Paper No. 12-18
Presentation Time: 8:00 AM-5:30 PM
FROM CORE TO CHRONOLOGY: REFINING YELLOWSTONE'S VOLCANIC HISTORY
In the late 1960’s, 13 research wells were drilled in the major geyser basins of Yellowstone National Park. Stratigraphy of drilled cores was published decades before the geologic map of the Yellowstone Plateau Volcanic Field (YPVF) and prior to many geochronological constraints of the volcanic history. This new data has called into question the original core volcanic stratigraphy and raises the possibility that some subsurface rhyolite flows may have no surficial outcrops (for example, Y-3 has an “unidentified rhyolite” in the bottom of the core). This project aimed to further refine the known dates for rhyolite flows in the Y-2 and Y-3 drill cores. Cores were examined at the USGS Core Research Facility, three samples from each drillcore were selected, and minerals (zircon, sanidine) separated. U-series ages (230Th-238U) were analyzed on zircon rims, interpreted to be the eruption ages, at the USGS-Stanford SHRIMP-RG (Sensitive High Resolution Ion Microprobe-Reverse Geometry). Preliminary analysis indicate Y-2 rhyolite flows have similar eruption ages. However, more scatter in zircon ages in the deeper flows suggest sourcing from a longer-lived magmatic system than the shallower flow. Y-3 rhyolite flows have eruption ages ~130-150 ka, all derived from a shorter-lived magmatic system. The shallowest rhyolite in Y-2 has smaller (~25µm), mostly inclusion-free zircons whereas the deeper rhyolite flows have larger zircons with more inclusions. In Y-3, the relationship is flipped in that deeper derived zircons are much smaller and mostly inclusion-free.
New ages indicate the need for further investigation. Zircons were uranium-poor, posing a challenge for high precision ages. They were also small and variably broken, both of which could result in xenocrystic cores being dated rather than rims. Future work includes more zircon analyses and 40Ar/39Ar geochronology of sanidines to corroborate zircon rim eruption ages.

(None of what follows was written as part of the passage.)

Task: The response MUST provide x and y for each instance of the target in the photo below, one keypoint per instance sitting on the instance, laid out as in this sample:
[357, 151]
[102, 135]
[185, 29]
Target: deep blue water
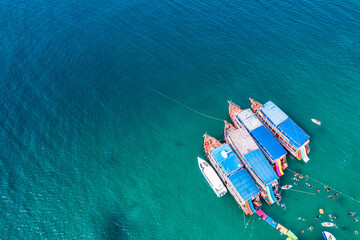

This undergraduate research experience (URE) was funded by the NSF-funded AGeS DiG program to promote access to geochronology among underrepresented undergraduate researchers while supporting and advancing inclusiveness. The URE allowed three undergraduates from Colorado State University to participate from start to finish in a project dating Yellowstone rhyolites.